Mayor allows paid-time off to tutor city students

Baltimore city government employees are now able to devote up to two work hours per week to helping third-grade students hone their reading skills, the mayor's office announced this month.

Mayor Stephanie Rawlings-Blake signed the executive order on Feb. 1, according to a release, that would allow full-time employees to volunteer in the Baltimore city school system to provide one-on-one tutoring to students struggling with reading--a cause the mayor has taken up as part of her "Third Grade Reads Initiative." 

In September, Baltimore was named among cities that received a $40,000 grant to target reading in third-grade--which research identifies as a critical point in a student's literacy development.

Currently, about 35 percent of Baltimore City's third graders are not reading at proficient levels, and the district's overall reading scores on the Maryland School Assessments slid back 2 percentage points this year.

The initiative targets 250 of those students in four schools: Edgecombe Circle Elementary, Callaway Elementary, Friendship Academy at Cherry Hill, and Westport Academy.

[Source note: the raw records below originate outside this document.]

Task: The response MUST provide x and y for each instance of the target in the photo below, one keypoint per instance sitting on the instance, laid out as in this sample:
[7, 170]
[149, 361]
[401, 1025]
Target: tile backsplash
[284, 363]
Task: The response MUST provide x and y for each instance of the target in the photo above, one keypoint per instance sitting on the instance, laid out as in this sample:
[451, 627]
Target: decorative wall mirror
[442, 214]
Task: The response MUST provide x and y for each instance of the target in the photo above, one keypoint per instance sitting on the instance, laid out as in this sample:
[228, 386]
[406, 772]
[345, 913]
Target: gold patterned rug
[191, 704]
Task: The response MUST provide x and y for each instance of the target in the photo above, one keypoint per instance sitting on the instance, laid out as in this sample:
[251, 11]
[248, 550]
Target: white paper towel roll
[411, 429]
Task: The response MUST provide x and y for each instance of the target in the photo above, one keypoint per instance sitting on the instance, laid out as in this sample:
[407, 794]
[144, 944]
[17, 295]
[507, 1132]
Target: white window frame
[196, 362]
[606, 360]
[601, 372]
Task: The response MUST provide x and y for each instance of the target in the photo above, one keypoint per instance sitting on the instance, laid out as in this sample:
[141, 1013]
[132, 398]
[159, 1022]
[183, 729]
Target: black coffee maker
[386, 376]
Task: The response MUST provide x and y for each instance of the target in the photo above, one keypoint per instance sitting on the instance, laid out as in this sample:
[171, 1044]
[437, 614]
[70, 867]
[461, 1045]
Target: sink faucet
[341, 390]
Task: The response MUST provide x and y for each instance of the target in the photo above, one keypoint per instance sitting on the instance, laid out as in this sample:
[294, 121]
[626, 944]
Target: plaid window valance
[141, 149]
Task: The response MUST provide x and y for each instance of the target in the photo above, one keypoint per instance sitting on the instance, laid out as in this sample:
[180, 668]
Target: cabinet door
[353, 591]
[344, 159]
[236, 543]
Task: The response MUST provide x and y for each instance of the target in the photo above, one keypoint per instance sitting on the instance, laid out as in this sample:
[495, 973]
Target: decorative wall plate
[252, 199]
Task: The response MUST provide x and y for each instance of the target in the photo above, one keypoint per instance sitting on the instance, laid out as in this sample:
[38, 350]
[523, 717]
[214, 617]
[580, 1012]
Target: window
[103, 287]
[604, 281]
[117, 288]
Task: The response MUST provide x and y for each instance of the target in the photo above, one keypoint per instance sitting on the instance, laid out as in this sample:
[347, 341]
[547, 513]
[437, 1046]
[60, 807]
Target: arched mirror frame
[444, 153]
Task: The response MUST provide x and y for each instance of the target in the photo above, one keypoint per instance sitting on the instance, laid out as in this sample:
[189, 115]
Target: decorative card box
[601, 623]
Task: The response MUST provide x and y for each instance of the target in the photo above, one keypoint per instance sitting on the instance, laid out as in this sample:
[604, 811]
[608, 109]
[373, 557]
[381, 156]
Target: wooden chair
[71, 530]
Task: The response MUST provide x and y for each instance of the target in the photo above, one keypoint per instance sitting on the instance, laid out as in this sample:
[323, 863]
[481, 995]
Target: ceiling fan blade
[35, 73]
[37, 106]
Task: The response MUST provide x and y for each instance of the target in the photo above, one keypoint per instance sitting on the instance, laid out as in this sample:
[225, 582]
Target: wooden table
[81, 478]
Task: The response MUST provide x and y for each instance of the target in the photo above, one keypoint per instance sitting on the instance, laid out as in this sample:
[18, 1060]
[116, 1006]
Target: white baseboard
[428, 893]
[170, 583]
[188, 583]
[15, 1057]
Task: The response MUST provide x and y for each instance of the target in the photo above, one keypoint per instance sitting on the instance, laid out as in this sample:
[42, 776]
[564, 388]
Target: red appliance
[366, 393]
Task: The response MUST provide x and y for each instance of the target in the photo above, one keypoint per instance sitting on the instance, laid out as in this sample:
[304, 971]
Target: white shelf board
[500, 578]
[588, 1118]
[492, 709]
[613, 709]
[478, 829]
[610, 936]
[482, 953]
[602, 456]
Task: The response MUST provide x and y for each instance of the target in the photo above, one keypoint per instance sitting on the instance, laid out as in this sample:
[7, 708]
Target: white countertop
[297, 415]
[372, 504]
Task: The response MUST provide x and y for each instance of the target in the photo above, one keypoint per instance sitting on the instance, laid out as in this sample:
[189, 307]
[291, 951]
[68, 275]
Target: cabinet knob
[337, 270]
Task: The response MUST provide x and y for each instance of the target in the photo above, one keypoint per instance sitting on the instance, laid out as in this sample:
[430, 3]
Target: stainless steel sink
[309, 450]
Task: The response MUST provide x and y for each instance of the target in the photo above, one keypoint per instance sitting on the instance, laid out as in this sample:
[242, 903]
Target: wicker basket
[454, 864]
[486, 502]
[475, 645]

According to the announcement, the program has three key components: an evidence-based  curriculum, a measure of progress and results, and a goal to have students achieve a one-grade-level increase in reading skills, on average, after 26 hours of tutoring.

The application process opened up to city employees last week. The employees have to the =hours approved by supervisors, go through training, and a criminal background check.